ABRANGÊNCIA: Projeto de âmbito nacional, envolvendo unidades prisionais de diversas regiões do Brasil.
A população privada de liberdade é um grupo-chave para o enfrentamento da tuberculose, apresentando taxas de incidência muito superiores às da população em geral. Condições como superlotação e acesso precário à saúde agravam esse cenário. O projeto “Prisões Livres de Tuberculose” buscou promover uma cultura de prevenção e cuidado nas unidades prisionais, com estratégias educativas baseadas em direitos humanos, saúde coletiva e redução de vulnerabilidades.


O QUE FIZEMOS
Análise de cenários: Realizamos um diagnóstico nacional a partir da condução de grupos focais com pessoas privadas de liberdade, profissionais de saúde e profissionais de segurança em unidades prisionais de diversas regiões do Brasil. O estudo permitiu identificar os principais desafios para a prevenção e o controle da tuberculose no sistema prisional, considerando também as necessidades e vulnerabilidades dos familiares dos internos.

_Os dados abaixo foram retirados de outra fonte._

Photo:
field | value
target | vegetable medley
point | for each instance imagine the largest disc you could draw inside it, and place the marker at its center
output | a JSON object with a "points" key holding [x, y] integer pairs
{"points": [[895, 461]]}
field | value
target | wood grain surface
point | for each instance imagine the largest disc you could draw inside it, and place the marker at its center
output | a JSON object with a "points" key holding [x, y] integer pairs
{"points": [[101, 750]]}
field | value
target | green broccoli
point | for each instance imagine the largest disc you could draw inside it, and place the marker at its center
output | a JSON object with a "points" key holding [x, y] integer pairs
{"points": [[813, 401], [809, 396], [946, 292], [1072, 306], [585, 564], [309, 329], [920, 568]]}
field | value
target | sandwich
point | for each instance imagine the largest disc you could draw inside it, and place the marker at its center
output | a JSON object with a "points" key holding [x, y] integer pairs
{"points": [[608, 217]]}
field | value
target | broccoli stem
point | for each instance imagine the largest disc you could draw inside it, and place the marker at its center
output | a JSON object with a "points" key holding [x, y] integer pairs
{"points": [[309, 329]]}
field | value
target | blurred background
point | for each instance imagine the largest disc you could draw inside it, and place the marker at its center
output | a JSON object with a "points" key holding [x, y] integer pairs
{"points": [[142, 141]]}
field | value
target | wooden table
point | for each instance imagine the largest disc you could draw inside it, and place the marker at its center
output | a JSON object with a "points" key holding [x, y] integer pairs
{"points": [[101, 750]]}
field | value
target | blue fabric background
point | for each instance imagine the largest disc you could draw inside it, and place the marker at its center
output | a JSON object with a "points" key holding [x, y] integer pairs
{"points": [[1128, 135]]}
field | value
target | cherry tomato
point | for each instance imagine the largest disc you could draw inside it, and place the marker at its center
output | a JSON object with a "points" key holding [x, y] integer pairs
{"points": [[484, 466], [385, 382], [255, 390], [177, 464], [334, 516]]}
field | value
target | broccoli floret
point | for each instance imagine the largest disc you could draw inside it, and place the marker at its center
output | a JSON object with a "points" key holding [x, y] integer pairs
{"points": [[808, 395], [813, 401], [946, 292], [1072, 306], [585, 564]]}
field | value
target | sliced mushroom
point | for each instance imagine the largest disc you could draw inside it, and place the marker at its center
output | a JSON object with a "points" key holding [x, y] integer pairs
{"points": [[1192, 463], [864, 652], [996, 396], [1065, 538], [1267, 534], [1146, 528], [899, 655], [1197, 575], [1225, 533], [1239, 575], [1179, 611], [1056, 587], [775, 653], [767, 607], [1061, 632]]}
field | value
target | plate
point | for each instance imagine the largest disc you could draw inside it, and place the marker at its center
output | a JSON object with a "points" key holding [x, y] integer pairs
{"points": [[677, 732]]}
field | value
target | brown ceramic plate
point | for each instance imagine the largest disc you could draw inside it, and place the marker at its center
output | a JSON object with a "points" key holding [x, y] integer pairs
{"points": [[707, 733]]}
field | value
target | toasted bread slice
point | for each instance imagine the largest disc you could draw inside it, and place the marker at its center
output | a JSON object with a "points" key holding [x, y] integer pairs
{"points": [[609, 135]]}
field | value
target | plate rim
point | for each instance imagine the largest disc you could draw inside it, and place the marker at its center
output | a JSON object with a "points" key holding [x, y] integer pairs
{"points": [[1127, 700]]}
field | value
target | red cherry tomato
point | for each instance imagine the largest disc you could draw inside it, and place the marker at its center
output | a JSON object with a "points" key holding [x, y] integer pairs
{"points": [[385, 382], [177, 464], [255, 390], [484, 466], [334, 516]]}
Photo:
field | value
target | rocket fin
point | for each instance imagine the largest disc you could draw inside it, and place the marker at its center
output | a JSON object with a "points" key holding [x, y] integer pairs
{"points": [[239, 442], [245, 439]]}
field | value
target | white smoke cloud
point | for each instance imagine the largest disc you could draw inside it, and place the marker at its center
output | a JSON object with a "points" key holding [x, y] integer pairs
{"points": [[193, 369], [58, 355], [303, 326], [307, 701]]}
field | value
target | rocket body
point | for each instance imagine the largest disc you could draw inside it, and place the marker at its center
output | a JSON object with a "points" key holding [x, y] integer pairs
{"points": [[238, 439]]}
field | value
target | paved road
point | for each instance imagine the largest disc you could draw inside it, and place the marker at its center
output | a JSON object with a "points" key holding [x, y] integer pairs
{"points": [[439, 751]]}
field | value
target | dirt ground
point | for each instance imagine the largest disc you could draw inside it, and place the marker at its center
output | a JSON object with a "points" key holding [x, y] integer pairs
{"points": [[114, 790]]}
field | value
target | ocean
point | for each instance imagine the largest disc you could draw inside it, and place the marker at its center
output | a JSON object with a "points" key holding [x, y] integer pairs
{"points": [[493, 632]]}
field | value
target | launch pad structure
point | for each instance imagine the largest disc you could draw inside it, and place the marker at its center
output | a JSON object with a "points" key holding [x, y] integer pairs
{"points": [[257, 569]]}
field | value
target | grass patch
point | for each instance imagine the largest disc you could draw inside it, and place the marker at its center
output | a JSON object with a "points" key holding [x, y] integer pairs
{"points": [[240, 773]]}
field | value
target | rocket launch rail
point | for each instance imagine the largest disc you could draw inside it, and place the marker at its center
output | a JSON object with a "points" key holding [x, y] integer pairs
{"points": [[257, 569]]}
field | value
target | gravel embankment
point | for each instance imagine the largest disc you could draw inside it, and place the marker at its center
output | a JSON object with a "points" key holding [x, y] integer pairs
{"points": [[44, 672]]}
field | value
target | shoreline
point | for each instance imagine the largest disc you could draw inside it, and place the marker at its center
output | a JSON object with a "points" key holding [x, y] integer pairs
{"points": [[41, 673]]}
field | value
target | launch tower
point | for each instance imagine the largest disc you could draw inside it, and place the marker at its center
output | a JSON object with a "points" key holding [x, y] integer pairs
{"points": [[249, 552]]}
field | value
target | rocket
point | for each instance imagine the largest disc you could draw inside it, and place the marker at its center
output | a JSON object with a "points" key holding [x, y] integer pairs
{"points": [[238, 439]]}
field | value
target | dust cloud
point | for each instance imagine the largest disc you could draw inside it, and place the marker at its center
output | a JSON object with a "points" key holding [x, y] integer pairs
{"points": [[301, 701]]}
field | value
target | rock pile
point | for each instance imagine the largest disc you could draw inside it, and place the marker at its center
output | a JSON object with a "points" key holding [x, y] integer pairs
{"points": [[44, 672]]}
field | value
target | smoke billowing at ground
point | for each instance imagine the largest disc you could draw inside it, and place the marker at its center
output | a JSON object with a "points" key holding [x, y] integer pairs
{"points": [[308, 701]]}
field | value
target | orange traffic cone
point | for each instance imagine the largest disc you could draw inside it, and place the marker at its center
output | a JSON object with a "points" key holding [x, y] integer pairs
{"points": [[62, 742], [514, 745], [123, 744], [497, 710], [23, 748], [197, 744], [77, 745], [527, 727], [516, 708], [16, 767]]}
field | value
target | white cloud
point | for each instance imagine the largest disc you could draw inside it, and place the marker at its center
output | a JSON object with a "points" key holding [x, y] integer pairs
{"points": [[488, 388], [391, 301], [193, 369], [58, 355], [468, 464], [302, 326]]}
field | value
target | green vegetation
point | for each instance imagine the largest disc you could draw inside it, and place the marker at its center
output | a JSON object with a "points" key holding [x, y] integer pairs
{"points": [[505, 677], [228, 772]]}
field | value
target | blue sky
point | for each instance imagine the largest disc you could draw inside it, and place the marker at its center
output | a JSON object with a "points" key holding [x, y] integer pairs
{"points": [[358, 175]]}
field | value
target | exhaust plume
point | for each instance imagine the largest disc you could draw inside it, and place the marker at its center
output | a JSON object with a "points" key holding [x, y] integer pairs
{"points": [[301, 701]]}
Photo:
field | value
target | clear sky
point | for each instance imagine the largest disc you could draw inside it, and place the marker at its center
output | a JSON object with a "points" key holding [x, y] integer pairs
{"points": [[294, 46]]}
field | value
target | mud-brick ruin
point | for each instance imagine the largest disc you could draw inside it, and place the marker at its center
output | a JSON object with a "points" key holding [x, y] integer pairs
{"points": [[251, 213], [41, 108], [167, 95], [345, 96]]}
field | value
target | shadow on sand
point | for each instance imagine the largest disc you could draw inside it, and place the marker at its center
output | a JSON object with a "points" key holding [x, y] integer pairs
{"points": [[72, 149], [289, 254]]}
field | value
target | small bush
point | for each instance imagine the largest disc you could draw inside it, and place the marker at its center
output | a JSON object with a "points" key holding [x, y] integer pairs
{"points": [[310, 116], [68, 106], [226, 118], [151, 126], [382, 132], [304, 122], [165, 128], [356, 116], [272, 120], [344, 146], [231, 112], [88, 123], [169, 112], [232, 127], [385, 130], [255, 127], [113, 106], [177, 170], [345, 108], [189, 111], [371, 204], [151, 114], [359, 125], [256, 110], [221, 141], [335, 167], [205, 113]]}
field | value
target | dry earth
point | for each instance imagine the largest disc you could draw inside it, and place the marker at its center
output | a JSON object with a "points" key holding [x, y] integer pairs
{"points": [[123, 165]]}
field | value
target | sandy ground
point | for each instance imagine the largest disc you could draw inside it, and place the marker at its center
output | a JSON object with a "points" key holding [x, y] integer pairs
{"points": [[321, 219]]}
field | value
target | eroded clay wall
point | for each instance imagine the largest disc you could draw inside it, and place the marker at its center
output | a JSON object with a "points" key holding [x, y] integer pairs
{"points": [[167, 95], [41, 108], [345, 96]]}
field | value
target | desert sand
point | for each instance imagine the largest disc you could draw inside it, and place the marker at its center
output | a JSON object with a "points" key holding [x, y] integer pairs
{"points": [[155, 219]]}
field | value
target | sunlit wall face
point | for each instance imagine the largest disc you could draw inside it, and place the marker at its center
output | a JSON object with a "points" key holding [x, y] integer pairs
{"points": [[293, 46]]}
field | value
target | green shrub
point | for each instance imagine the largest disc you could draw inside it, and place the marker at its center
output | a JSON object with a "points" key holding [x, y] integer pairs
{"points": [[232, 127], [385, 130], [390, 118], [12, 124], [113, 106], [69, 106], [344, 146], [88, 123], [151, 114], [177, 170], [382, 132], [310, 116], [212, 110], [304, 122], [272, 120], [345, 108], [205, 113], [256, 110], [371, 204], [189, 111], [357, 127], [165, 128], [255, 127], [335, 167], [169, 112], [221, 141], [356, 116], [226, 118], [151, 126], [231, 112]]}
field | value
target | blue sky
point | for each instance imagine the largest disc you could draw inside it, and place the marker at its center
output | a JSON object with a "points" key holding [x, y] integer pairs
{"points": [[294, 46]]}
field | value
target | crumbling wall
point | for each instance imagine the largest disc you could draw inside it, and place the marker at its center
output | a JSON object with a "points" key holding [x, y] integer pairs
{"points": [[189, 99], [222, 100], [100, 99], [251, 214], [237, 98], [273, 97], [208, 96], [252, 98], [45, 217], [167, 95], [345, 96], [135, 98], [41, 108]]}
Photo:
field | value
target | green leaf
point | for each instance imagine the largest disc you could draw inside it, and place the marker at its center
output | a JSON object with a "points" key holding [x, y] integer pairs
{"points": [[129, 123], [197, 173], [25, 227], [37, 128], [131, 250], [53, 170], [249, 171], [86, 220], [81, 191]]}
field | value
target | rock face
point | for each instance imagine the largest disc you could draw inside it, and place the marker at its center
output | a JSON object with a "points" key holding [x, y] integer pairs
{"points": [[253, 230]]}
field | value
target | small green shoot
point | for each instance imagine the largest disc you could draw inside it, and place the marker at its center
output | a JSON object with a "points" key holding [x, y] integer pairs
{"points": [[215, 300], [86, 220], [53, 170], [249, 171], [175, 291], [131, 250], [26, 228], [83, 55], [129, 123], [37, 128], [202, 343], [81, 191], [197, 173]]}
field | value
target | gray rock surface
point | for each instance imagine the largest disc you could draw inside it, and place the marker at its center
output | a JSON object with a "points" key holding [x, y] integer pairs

Elaboração do Programa “Prisões Livres de Tuberculose”: Estruturamos um programa nacional de educação em saúde voltado para o ambiente prisional, contemplando diagnóstico situacional, criação de estratégias de intervenção educativa, desenvolvimento de metodologias formativas, ações de comunicação e mobilização.
Gestão e Execução do Programa: Coordenamos a execução do projeto em nível nacional, incluindo: a) Produção de materiais educativos e audiovisuais; b) Realização de oficinas presenciais com equipes multidisciplinares nos estados; c) Apoio à implementação de estratégias educativas dentro das unidades prisionais.